Bernardo Soares é uma figura de ficção criada por Fernando Pessoa (1888-1935), mas é também quem escreve o Livro do Desassossego (1913-…). Para descrever este “semi-heterónimo” (Arquivo Pessoa, Carta a Adolfo Casais Monteiro - 13 jan. 1935), é necessário ter em conta o processo de construção do livro onde ele acabaria por sobreviver. Num dos muitos momentos de introspeção que alicerçam o Livro do Desassossego, Bernardo Soares refere: “Sou uma figura de romance por escrever, passando aérea, e desfeita sem ter sido, entre os sonhos de quem me não soube completar” (Arquivo Pessoa, Cheguei hoje, de repente, a uma sensação absurda e justa: 4521). Veiculada em tom confessional, esta frase descreve o estado de espírito da personagem. Porém, ela parece igualmente espelhar a construção do próprio livro, que João Gaspar Simões apelidou de “puzzle literário” (Simões, 1983: 130-131). Segundo Richard Zenith, o Livro do Desassossego “é, e será sempre muitos livros possíveis, sem que possa existir uma edição definitiva” (Zenith, 2006: 21). Em algumas das suas missivas, Fernando Pessoa refere-se à preparação de um “Livro do Dessossego” ou à estrutura de um “livro”. O autor de mais de cinquenta heterónimos acabaria por falecer antes de poder finalizar esse projeto.

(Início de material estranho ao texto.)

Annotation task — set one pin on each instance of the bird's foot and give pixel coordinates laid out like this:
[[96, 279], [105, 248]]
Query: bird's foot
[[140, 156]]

Este livro tem um caráter fragmentado e é fundamentalmente um conjunto de fragmentos reunidos a várias mãos (por Jacinto do Prado Coelho, Maria Aliete Galhoz, Teresa Sobral Cunha, Quadros, Richard Zenith, Jerónimo Pizarro, entre outros), de forma intermitente, a partir dos anos oitenta do século passado. Alguns desses fragmentos terão sido marcados com a sigla LdoD, outros ficaram por identificar. Por esse motivo, talvez esta obra não deva ser vista apenas como um livro inacabado, mas como um arquivo ou um texto em permanente geração. Em torno dos fragmentos deixados por Fernando Pessoa surgiram projetos como “Nenhum problema tem solução: um Arquivo Digital do Livro do Desassossego” (integrado no Centro de Literatura Portuguesa da Universidade de Coimbra), ou a base de dados Arquivo Pessoa, fruto da colaboração entre a Casa Fernando Pessoa e a Texto Editora.

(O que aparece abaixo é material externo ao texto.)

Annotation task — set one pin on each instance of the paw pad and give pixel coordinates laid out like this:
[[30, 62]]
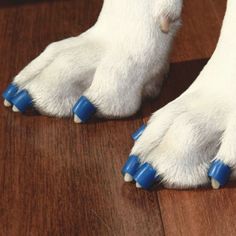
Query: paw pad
[[83, 110], [139, 132], [9, 93], [145, 176], [21, 101], [219, 172]]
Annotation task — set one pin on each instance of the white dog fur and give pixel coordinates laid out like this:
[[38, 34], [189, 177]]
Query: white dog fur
[[125, 57]]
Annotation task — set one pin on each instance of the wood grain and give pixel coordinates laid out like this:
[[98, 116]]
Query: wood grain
[[58, 178]]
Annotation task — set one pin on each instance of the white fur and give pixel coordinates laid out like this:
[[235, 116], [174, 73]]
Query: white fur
[[185, 136], [119, 60], [124, 57]]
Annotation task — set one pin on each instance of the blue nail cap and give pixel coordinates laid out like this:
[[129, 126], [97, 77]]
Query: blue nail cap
[[219, 171], [22, 100], [131, 166], [139, 132], [146, 176], [10, 92], [84, 109]]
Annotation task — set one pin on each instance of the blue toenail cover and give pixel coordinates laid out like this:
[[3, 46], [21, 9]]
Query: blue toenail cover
[[219, 171], [22, 100], [84, 109], [145, 176], [139, 132], [10, 92], [131, 165]]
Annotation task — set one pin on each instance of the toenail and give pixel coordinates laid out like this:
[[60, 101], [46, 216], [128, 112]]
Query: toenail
[[22, 101], [84, 109], [10, 92], [145, 176], [219, 172], [139, 132], [131, 166]]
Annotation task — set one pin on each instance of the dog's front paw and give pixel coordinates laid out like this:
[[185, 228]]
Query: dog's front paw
[[184, 145], [105, 71]]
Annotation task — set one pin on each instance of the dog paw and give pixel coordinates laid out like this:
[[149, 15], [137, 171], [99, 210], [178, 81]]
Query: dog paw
[[191, 141], [185, 144], [105, 71]]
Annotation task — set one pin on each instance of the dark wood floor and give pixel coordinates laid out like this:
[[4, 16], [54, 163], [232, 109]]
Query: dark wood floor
[[58, 178]]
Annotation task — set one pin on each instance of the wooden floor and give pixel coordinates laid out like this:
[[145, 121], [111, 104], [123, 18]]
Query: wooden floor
[[58, 178]]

Enquanto personagem, a evolução de Bernardo Soares está irremediavelmente ligada ao processo de construção do livro. À medida que ele cresce, esta personagem adquire uma personalidade e assume a sua (própria) autoria. De acordo com João Gaspar Simões, isto acontece “fragmentariamente”, entre 1927 e 1935 (Simões, 1983: 134). Pessoa terá assinado um primeiro texto pertencente ao Livro do Desassossego intitulado “Na Floresta do Alheamento” (1913). Posteriormente, Vicente Guedes (também este ajudante de guarda-livros) surgiria como o autor do Livro do Desassossego. Segundo Ángel Crespo, um fragmento assinado por Bernardo Soares aparece, em 1929, na revista Solução Editora (Crespo, 1990: 314). Ainda no mesmo ano, o Barão de Teive assume a autoria deste livro. Contudo, em 1932, o Livro do Desassossego viria a ser exclusivamente escrito por Bernardo Soares. Neste sentido, Soares poderá não evoluir ao longo de um enredo ou cadeia de ações, mas sofre diversas metamorfoses durante o seu processo de composição. A ligação entre a personagem e o seu livro surge também representada pelo carácter autorreflexivo da obra que é motivado por momentos de introspeção verbalizados por um narrador autodiegético. Por seu turno, o estado fragmentário do livro sintoniza com a entidade estilhaçada, permanentemente em construção, da personagem Bernardo Soares.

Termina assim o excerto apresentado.